Browne esbozó una triste sonrisa.

—Muy buen consejo. Digno de Ralph Skerritt. Tú eres incapaz de amar. No te molestaré más. Vuelve a The Lobster a desplumar incautos.

—No puedo convencerte, ¿verdad?

—¿Convencerme? ¡Soy yo quien trata de hacerte comprender que todo fue real! Solo que tú me consideras un ser débil atacado de delirium tremens. Has olvidado demasiado pronto, Ralph. El estar forrado de dólares influye en ello. ¿Por qué no recuerdas alguno de los episodios "de nuestra infancia o las sesiones de... aprendizaje en el reformatorio? En aquel antro de crueldad e incomprensión sí resultaba fácil sufrir pesadillas; pero jamás las tuve.
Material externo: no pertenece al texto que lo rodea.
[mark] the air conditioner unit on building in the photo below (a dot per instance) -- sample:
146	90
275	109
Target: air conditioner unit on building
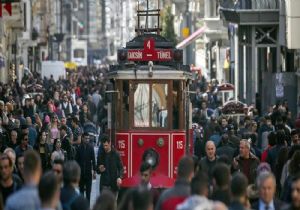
292	23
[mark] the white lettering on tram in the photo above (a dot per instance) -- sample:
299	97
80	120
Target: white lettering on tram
122	144
163	55
135	55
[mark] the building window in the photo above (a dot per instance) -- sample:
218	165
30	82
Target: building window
78	53
75	5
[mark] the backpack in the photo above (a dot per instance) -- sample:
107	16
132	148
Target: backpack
73	152
67	205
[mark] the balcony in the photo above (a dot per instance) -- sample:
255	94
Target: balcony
16	19
215	29
256	12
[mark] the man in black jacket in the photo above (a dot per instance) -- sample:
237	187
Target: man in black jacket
85	156
110	166
69	197
266	183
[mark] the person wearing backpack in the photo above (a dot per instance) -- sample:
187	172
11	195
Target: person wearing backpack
70	197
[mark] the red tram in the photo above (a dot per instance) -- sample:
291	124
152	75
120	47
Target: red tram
149	108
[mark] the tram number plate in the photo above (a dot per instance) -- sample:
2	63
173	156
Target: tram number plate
179	144
154	55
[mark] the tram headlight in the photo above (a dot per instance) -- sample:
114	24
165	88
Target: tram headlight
122	55
151	157
178	55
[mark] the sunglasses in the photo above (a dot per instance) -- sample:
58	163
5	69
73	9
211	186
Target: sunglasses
57	171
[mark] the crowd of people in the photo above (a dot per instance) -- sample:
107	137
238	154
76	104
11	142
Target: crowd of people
48	162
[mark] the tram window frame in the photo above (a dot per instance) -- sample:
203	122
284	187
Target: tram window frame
169	84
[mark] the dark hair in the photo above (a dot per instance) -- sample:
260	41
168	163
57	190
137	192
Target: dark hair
54	144
5	157
85	134
185	167
293	149
63	127
106	201
281	137
221	174
32	162
126	201
71	172
48	186
141	198
239	184
58	161
272	138
199	183
224	159
294	132
23	135
105	139
145	167
294	166
267	117
296	177
75	120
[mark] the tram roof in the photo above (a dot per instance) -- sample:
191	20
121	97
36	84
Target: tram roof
142	73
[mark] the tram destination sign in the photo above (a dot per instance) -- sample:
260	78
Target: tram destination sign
149	53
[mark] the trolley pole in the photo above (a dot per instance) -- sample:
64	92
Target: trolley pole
236	62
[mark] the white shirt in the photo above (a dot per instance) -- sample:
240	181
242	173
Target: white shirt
262	205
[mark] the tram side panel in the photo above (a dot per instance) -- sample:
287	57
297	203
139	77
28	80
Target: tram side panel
170	147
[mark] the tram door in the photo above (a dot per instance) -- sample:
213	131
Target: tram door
150	115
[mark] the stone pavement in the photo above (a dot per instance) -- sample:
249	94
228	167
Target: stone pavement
95	191
95	185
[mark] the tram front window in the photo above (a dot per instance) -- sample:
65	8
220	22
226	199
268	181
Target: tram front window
141	105
159	105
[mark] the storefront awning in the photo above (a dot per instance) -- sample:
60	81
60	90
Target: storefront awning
191	38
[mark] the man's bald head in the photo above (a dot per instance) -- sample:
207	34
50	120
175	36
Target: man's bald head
210	149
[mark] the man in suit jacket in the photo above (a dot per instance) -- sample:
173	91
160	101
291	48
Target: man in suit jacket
110	166
85	156
266	183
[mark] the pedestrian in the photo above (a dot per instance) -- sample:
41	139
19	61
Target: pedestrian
110	167
57	168
66	143
207	163
77	131
70	198
145	173
170	198
295	194
85	157
239	185
9	183
199	191
58	152
266	184
43	149
13	139
27	197
246	162
106	201
24	146
49	191
142	199
221	183
20	167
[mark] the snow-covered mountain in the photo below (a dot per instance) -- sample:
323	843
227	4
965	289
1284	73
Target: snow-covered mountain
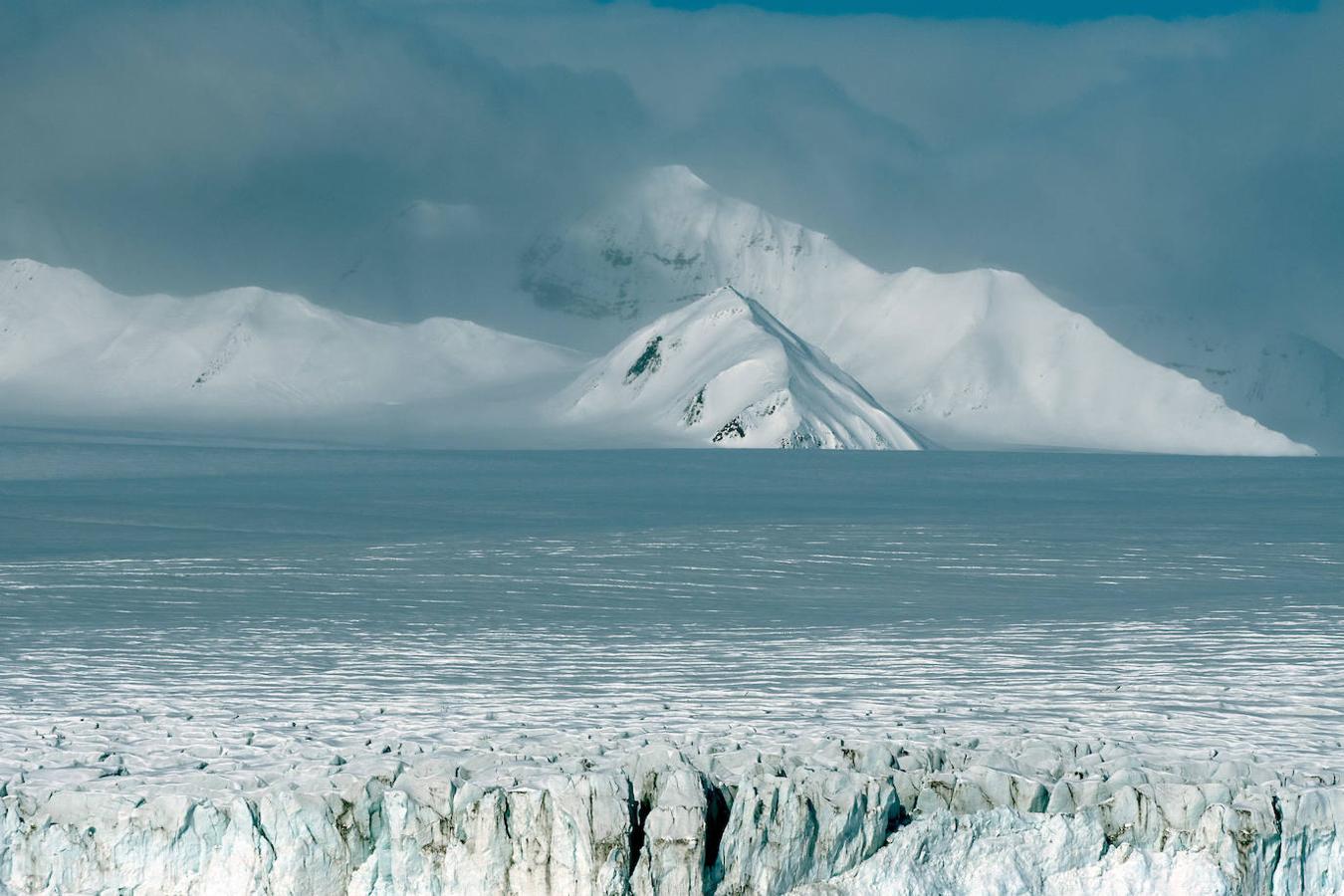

El corazón se había endurecido. No se es débil por recordar a la mujer amada ni por buscar la compañía, de una botella de whisky. El débil eres tú, Ralph. Tú que te has doblegado dejando de luchar contra las dificultades. Olvidando las ilusiones forjadas. Es más sencillo y rentable aceptar el dinero fácil. Te has convertido en uno de esos individuos que odiábamos de niños. Eres uno más.

—Arthur...

—¡Al diablo contigo!

Browne giró, encaminándose al salón.

Ralph Skerritt llegó segundos más tarde.

Se aproximó a su amigo para arrebatarle la botella de whisky. También él aplicó el gollete a los labios.

Chasqueó la lengua.

—Okay, Arthur. Todas tus acusaciones son ciertas. Me cansé de dar cabezazos contra la pared. He traicionado mis propios ideales. Me he corrompido. La mujer es para mí un simple objeto de placer. No tengo sentimientos. No creo en el amor. No creo en nada... salvo en la amistad. Soy tu amigo, Arthur. Siempre lo he sido. No podrás acusarme de lo contrario.

Arthur Browne movió lentamente la cabeza.

Desviando su mirada de Skerritt.

—Discúlpame, Ralph... No debí hablarte así. Siempre has sido más inteligente que yo. Los idealistas somos una raza a extinguir. Eres muy libre de vivir como te plazca.

—No me he unido a ellos, Arthur. Sigo combatiéndoles, aunque ahora utilizo sus mismas armas. Ya no estoy en desventaja. La ambición, el poder, el vicio... Es fácil burlarles.

—No tienes que justificarte ante mí. Ralph.

—Me resultaría muy difícil —sonrió Skerritt, pasando la botella a su amigo—. ¿Qué le parece si almorzamos juntos?

—No. Tengo que solucionar mi problema. Descubrir que todo fue real... o una espantosa pesadilla. Debo averiguar la verdad o terminaré por volverme loco. Es lógica tu incredulidad y la comprendo.

—Tengo una buena idea, muchacho. A medianoche, terminado mi deambular por The Lobster, pasare a buscarte. Será una prueba definitiva.

—¿A qué te refieres?

—Muy sencillo, Arthur. Vamos a saber si Helen salió o no de su tumba. Iremos al cementerio de Wise Road.